Protest takes many forms. Demonstrations can be planned far in advance, with routes negotiated with police and local authorities. Other protests are more spontaneous. The vigil held in south London on 13 March last year, 10 days after Sarah Everard went missing and one day after a serving police officer was charged with kidnap and murder, belongs in the second category. The outpouring of horror that followed Ms Everard’s abduction near Clapham Common, and the revelation that a police officer was thought to be responsible, gave rise to a plan for women to gather in a public display of grief and anger.
It reflects appallingly on the Metropolitan police that, 15 months later, the force continues to pursue those involved in a way that looks vindictive. The criminal convictions and fines given last week to three of those who attended the vigil, for breaking Covid laws, are an affront to those who felt strongly about Ms Everard’s murder, and other recent police failures. That proceedings were conducted in secret compounds this insult, as does the Met’s absurd defence of its heavy-handed tactics with claims the gathering was “anti-police”. Three others who attended the Sarah Everard vigil have court dates later this month.

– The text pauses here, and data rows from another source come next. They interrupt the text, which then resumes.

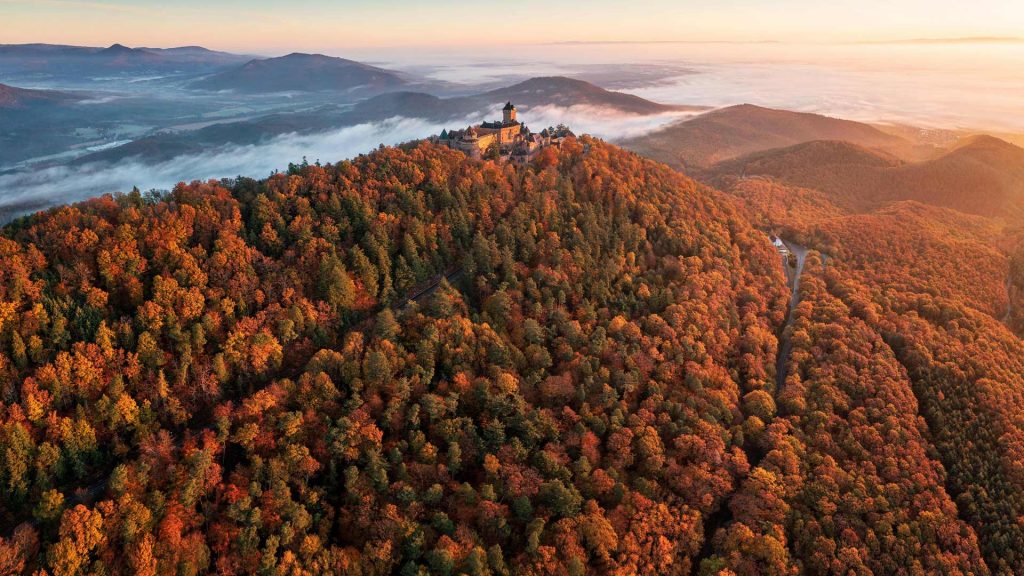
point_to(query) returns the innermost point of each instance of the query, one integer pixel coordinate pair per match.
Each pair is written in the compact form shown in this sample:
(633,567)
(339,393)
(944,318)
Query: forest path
(1010,301)
(793,280)
(723,516)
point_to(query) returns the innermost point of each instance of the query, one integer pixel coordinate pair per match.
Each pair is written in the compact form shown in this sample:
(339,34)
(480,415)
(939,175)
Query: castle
(507,139)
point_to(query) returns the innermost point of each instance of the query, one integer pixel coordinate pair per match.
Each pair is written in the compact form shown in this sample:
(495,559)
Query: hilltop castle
(507,139)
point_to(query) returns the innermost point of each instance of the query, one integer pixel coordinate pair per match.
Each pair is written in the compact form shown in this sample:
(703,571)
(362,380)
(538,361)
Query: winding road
(793,280)
(1010,301)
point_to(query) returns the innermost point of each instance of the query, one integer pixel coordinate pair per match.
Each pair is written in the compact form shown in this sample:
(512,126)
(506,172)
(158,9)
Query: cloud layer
(28,191)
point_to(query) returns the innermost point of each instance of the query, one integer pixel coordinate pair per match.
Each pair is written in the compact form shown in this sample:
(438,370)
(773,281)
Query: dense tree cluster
(418,363)
(231,377)
(931,292)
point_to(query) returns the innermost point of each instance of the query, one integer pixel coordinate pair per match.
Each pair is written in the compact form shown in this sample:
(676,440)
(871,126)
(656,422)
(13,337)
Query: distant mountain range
(983,175)
(535,92)
(738,130)
(301,73)
(11,97)
(85,63)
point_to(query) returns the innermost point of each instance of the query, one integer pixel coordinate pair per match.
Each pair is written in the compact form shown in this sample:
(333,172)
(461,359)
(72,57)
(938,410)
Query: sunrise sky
(268,27)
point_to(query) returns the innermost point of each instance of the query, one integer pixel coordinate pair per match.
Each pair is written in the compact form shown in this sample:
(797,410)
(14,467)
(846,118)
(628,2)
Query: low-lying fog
(30,190)
(970,85)
(957,85)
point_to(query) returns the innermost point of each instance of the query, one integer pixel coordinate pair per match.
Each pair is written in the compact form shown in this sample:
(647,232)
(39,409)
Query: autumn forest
(417,363)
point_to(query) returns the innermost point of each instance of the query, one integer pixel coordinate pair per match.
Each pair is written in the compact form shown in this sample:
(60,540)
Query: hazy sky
(272,27)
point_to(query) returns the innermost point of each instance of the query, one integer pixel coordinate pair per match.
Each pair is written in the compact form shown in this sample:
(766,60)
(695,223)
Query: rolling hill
(537,92)
(553,90)
(739,130)
(983,175)
(11,97)
(302,73)
(87,63)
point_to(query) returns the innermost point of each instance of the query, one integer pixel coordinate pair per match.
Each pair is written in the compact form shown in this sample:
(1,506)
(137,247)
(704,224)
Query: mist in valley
(925,85)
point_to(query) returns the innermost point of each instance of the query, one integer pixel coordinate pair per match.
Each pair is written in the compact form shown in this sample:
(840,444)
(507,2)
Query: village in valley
(506,139)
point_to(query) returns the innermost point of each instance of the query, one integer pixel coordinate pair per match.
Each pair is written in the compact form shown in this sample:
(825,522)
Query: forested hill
(417,363)
(230,379)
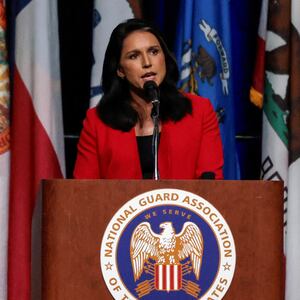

The Met’s blunders following Ms Everard’s murder have greatly exacerbated tensions. In March the force lost a case brought against it by four women who formed the Reclaim These Streets campaign group and tried to organise a socially distanced vigil. The high court ruled that the force acted illegally in banning the event and threatening the women with £10,000 fines.
That judgment should have been an opportunity for the force to take a step back and consider whether it would have been better to work with activists to enable a socially distanced vigil to go ahead, rather than banning it and setting the stage for the less orderly gathering that took place. There is no question that the days immediately following Wayne Couzens’ arrest were a challenging period for officers as well as the public – and particularly for young women who found it all too easy to imagine themselves in Ms Everard’s position.
Instead, the Met sought leave to appeal not once but twice, with its final attempt turned down by the court of appeal last month. This was another chance to draw a line, perhaps to issue a statement acknowledging difficult circumstances that should have been handled differently. Again, the force did not take it.
The impression left by the decision to press ahead with prosecutions of six people who went to last March’s protest is that the Met is not only unable to accept criticism, but determined to punish those who have the temerity to stand up to it. The decision not to fine the prime minister for attending events that broke Covid laws during the same period casts the harsh approach to those who attended a vigil in an even worse light.
There are many other reasons to be disturbed by the Met’s recent record, particularly its handling of race issues, as well as the new curbs imposed by the government on the right to protest. But the clumsy, aggressive handling of the public reaction to Ms Everard’s murder leaves a particular stain. On the basis of its current actions, the force has little hope of shifting it.